What I can’t understand is what is the point of making someone take an assessment more than 3 times if they repeatedly fail it?  Especially if they’ve been attending weekly intervention meetings AND a testing class listed on their daily schedule?  It’s all they’re going to remember about their senior year, much less the other three years they spent in high school, and that is really unfair.

What’s more unfair is that the test they’re being required to take this week isn’t even the same test they took (and failed) two years ago.  Two years ago, when the Class of 2015 were sophomores, the English 1 and 2 STAAR tests were spread over two days, with writing tested on one day and reading tested on another, and the tests lasted 4 hours each.  The students had to write three essays plus answer multiple choice questions for the writing portion.  The reading portion consisted of about 5 reading passages with multiple choice questions and then short answer responses.  During this administration, field testing was being allowed and comprised about 20-30% of the entire exam.  That means an entire essay, short answer response, and about 15-20 multiple choice questions did not even count for the students’ final score.  So much field testing didn’t sit well with parents and educators in 2013, so TEA (Texas Education Agency) decided to reduce field testing and also combine the writing and reading tests into one test given on one day.  So, in the spring of 2014, students who had previously failed either the reading or the writing test were then forced to retake the ENTIRE newly combined 5 hour test.
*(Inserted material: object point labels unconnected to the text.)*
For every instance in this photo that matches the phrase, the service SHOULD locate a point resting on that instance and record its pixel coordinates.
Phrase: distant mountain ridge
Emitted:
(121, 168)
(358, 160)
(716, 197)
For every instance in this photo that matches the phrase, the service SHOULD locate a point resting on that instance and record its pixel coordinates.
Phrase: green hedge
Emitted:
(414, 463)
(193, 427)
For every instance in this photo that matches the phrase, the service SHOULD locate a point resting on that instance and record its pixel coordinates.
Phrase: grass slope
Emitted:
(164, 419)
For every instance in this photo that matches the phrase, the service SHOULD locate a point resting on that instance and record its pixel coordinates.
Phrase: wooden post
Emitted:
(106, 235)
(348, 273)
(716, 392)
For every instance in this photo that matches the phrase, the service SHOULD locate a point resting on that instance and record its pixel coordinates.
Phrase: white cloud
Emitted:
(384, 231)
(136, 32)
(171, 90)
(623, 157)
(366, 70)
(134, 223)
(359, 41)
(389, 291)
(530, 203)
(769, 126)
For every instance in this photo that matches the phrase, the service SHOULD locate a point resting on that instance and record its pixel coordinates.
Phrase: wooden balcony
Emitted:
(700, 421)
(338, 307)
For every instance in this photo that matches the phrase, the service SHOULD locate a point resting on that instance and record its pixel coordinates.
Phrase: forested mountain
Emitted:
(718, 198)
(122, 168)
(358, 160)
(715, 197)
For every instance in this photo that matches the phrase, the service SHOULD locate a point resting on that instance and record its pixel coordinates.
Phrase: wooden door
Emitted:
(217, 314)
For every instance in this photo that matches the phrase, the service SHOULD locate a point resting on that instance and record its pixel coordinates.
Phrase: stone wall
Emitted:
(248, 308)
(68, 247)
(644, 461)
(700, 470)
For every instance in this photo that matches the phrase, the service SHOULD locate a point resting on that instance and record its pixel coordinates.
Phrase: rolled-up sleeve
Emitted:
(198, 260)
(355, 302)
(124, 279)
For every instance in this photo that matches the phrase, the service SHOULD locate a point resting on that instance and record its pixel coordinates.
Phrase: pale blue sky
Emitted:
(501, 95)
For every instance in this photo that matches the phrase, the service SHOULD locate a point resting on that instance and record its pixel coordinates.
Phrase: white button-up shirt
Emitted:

Basically, the Class of 2015 has been treated as the STAAR test’s guinea pigs, but at the end of the day, we are still talking about KIDS.  Kids who have been trying their best to keep up with a constantly changing assessment, and who are being punished when they fail a test that is flawed in so many ways.

I sincerely hope the House votes on SB 149 soon, and that Greg Abbott signs it as law before it’s too late for the Class of 2015.